Leverkusen · Das Leverkusener Publikum liebt Michael Quasts eigenwillige und kommentierende Kompaktfassungen von Klassikern der Opern- und Theaterbühne. Wegen der großen Nachfrage hat KulturStadtLev deswegen das aktuelle Gastspiel vom intimeren Studio in den großen Forum-Saal verlegen müssen. Dem Stoff des Abends allemal angemessen: "Faust I". Mehrfach musste Quast erneut auf der Titelseite seines Reclamheftes starten. Unterbrochen durch das gebietende "Halt" von Philipp Mosetter am Nebentisch.

 Michael Quast und Philipp Mosetter trugen mit humorvollen Einlagen und Spitzfindigkeiten zum Verständnis von Goethes Werk bei.

Michael Quast und Philipp Mosetter trugen mit humorvollen Einlagen und Spitzfindigkeiten zum Verständnis von Goethes Werk bei.

Foto: Hertgen (Archiv)

Der monierte den zu frischen Tonfall, immerhin sollte das Ohr den alten vom später verjüngten Faust unterscheiden können. Mit humorvollen Einlagen und Spitzfindigkeiten wie dieser trug das Duo auf seine besondere Weise wieder etwas zum Werkverständnis bei. Wenn auch die Abiturienten im Saal, für die Goethes Tragödie möglicher Prüfungsstoff im Zentralabi ist, besser nicht alle neuen Erkenntnisse dieser Vorstellung in der Klausur verwenden sollten. Etwa Mosetters Behauptung, in den ersten 30 Versen sei bereits alles enthalten. "Später wiederholt er sich im Grunde nur noch."

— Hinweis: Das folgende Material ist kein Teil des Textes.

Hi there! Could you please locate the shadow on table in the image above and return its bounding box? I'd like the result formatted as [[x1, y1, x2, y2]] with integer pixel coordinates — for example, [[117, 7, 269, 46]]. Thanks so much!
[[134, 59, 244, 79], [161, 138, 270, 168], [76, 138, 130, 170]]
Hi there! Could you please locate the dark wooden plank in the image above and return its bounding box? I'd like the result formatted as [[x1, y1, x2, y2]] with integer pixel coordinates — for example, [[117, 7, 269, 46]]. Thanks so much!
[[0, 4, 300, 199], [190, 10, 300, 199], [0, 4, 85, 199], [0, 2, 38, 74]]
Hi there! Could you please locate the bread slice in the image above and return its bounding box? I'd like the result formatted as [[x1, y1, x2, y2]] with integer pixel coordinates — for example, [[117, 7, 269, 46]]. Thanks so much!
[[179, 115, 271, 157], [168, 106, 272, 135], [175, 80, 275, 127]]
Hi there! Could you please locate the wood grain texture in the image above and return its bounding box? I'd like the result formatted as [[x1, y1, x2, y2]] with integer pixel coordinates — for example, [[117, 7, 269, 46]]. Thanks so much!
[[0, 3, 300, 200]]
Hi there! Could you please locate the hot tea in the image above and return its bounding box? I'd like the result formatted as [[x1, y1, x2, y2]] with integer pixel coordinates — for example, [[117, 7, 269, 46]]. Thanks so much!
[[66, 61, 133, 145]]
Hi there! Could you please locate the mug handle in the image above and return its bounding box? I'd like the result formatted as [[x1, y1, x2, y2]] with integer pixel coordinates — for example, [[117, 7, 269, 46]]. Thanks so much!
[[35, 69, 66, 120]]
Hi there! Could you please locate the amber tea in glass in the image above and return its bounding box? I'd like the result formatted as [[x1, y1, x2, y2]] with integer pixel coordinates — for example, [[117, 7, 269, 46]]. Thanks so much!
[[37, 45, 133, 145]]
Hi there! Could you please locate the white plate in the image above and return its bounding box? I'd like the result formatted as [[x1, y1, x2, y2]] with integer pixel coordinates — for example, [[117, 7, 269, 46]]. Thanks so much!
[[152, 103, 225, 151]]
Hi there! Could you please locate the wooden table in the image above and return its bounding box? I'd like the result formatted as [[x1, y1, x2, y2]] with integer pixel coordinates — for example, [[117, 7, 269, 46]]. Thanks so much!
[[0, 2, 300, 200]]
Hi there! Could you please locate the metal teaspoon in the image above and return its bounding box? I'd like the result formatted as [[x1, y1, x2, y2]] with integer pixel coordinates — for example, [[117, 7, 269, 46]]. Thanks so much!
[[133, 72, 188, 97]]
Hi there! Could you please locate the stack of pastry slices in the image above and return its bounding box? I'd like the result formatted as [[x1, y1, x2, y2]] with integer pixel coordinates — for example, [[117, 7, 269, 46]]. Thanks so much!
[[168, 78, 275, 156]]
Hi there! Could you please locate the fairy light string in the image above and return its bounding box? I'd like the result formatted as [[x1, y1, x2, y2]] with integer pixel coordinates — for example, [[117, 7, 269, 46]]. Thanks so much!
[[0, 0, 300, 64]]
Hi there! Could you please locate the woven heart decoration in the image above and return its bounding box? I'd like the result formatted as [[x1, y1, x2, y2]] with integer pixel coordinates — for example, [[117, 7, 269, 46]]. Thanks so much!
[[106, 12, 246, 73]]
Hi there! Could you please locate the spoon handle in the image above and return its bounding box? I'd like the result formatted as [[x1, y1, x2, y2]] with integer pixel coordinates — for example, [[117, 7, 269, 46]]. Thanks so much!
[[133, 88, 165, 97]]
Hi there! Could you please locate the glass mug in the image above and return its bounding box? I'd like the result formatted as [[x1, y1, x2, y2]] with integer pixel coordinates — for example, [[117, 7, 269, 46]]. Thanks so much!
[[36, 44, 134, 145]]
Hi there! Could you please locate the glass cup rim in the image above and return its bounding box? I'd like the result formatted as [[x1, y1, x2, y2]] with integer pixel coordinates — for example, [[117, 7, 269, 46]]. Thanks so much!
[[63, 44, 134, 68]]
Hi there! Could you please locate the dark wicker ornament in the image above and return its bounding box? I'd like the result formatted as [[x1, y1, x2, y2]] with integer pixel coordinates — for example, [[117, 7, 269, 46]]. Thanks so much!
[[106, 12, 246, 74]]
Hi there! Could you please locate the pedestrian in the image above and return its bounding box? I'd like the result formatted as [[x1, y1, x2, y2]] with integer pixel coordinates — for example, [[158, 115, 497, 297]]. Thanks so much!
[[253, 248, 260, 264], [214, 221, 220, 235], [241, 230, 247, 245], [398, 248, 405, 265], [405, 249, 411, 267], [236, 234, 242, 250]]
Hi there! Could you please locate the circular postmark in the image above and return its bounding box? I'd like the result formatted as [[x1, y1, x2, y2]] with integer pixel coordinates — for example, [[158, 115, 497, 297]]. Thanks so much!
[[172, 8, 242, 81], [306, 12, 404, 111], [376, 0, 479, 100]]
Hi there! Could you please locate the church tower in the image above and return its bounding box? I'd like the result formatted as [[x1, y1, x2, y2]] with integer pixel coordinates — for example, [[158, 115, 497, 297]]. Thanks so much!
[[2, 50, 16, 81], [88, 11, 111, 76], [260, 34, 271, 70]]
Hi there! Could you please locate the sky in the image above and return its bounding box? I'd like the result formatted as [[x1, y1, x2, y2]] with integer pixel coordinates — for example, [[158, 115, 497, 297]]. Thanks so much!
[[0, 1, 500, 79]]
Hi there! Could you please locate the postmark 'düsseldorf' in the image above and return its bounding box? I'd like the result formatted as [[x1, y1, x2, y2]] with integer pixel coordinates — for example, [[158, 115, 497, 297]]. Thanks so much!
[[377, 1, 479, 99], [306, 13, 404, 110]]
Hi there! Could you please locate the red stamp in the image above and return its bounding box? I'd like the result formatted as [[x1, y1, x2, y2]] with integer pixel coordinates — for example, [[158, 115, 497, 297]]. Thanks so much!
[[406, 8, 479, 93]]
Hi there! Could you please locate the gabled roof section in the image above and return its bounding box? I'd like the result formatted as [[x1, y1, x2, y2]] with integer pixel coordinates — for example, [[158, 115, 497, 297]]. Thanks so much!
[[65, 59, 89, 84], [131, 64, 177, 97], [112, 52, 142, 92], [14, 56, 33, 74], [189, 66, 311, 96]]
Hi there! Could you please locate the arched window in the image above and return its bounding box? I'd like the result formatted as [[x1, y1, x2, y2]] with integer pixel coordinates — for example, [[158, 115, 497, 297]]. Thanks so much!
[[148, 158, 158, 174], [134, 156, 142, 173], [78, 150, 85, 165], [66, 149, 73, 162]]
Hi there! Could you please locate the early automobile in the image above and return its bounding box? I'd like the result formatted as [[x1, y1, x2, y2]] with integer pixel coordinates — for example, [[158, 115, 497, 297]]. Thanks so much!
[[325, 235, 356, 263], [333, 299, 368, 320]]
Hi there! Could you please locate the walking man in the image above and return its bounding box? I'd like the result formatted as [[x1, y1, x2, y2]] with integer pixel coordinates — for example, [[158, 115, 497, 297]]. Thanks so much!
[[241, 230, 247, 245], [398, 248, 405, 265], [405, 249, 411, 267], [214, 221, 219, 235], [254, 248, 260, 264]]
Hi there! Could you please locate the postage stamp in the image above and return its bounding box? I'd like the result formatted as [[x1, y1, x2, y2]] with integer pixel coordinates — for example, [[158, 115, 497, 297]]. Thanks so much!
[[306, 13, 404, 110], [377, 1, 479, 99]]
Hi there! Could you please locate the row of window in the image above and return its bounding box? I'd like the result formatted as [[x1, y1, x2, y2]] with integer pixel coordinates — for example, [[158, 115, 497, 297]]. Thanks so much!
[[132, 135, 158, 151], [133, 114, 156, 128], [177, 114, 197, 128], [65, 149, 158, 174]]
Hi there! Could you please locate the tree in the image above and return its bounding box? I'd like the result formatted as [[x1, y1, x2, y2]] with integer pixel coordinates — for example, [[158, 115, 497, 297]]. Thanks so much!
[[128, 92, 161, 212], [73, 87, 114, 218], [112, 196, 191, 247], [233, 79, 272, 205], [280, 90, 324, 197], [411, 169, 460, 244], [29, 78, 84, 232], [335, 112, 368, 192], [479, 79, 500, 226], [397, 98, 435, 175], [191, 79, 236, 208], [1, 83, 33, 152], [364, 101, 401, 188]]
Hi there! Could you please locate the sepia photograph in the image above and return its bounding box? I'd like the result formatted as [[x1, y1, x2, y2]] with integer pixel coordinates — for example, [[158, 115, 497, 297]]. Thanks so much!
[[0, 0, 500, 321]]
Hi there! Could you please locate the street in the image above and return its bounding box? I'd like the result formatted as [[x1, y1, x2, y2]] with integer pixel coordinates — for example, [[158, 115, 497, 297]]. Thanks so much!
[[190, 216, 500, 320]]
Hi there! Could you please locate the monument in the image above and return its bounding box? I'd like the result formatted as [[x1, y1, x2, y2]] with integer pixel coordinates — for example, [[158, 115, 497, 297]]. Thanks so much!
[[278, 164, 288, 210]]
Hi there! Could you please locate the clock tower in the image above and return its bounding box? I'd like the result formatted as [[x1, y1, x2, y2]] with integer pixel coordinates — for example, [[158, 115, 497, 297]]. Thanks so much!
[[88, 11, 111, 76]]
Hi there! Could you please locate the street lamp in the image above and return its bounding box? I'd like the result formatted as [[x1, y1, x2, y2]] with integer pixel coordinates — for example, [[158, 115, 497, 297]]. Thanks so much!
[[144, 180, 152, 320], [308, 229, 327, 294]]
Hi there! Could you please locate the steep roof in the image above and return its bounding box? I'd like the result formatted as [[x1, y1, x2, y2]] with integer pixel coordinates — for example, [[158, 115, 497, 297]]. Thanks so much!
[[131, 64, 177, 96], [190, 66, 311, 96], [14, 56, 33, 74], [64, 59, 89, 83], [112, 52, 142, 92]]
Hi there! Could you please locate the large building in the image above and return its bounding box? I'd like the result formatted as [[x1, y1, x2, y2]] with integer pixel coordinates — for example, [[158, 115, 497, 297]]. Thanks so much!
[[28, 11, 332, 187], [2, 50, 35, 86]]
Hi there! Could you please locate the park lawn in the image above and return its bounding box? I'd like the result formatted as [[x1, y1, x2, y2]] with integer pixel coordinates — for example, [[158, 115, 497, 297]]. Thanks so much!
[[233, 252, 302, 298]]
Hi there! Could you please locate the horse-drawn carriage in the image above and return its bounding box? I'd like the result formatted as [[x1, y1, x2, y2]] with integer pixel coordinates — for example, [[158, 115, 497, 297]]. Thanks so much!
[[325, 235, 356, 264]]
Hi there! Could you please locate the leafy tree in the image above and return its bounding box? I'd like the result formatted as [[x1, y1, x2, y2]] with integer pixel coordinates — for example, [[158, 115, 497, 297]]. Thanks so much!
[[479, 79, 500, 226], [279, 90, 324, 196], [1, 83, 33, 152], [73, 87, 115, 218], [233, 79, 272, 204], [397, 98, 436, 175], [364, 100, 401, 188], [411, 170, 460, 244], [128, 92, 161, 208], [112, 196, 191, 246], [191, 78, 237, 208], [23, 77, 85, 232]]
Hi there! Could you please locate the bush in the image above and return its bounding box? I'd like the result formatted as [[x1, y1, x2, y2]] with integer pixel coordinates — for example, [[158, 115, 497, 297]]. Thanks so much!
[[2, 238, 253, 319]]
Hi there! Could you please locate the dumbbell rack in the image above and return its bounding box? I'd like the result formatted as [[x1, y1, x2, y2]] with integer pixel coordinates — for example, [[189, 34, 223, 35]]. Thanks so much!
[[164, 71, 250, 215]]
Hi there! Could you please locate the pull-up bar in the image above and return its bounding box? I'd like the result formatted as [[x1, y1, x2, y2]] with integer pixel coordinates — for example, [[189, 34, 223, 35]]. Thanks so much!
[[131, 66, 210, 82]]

Heikel ist wohl seine These, dass Goethe hier die Quantenphysik vorwegnimmt und sie schon verstanden hat. Interessant der Verweis auf die "flieh"-Vokabel, "an der die feministische Goethe-Forschung ansetzt". Große Bedeutung misst er dem Wörtchen "ach" (Zwei Seelen wohnen, ach! in meiner Brust) bei. Darin drücke sich die Tragödie als ein Stück über das Scheitern aus, was darum ja zum deutschen Nationalepos werden musste. Fraglich auch die Deutung des in Auerbachs Keller gesprochenen Satzes: "Es möcht kein Hund so länger bleiben." Goethe hatte ein Problem mit Leipzig, weswegen der Schauplatz dann nach Frankfurt wechselt. Quast macht das durch entsprechend sächselnde oder hessische Mundart deutlich.

Mosetter gibt den nüchternen Dozenten mit einem Stapel Sekundärliteratur - und wegen der Werktreue einer Flasche Rotwein - auf seinem Tisch, während sich Quast mit Wasser und der Reclam-Ausgabe begnügt, deren Inhalt er durch sein schauspielerisches wie komödiantisches Talent zum Leben erweckt. Mephisto macht er als kleine teuflische Handpuppe sichtbar. Außerdem sorgt er bei Bedarf mit Mund und Händen für Musik und Geräusche. Mal ersetzt er eine ganze Jazzcombo, wenn der eher steife, wissenschaftliche Kollege aus sich herausgeht und sich einen Herzenswunsch erfüllt: das Gretchen zu spielen. Auch bei diesem Gastspiel wurde wieder herzlich gelacht, ohne dass die beiden Faust-Interpreten ein gewisses Niveau unterschritten.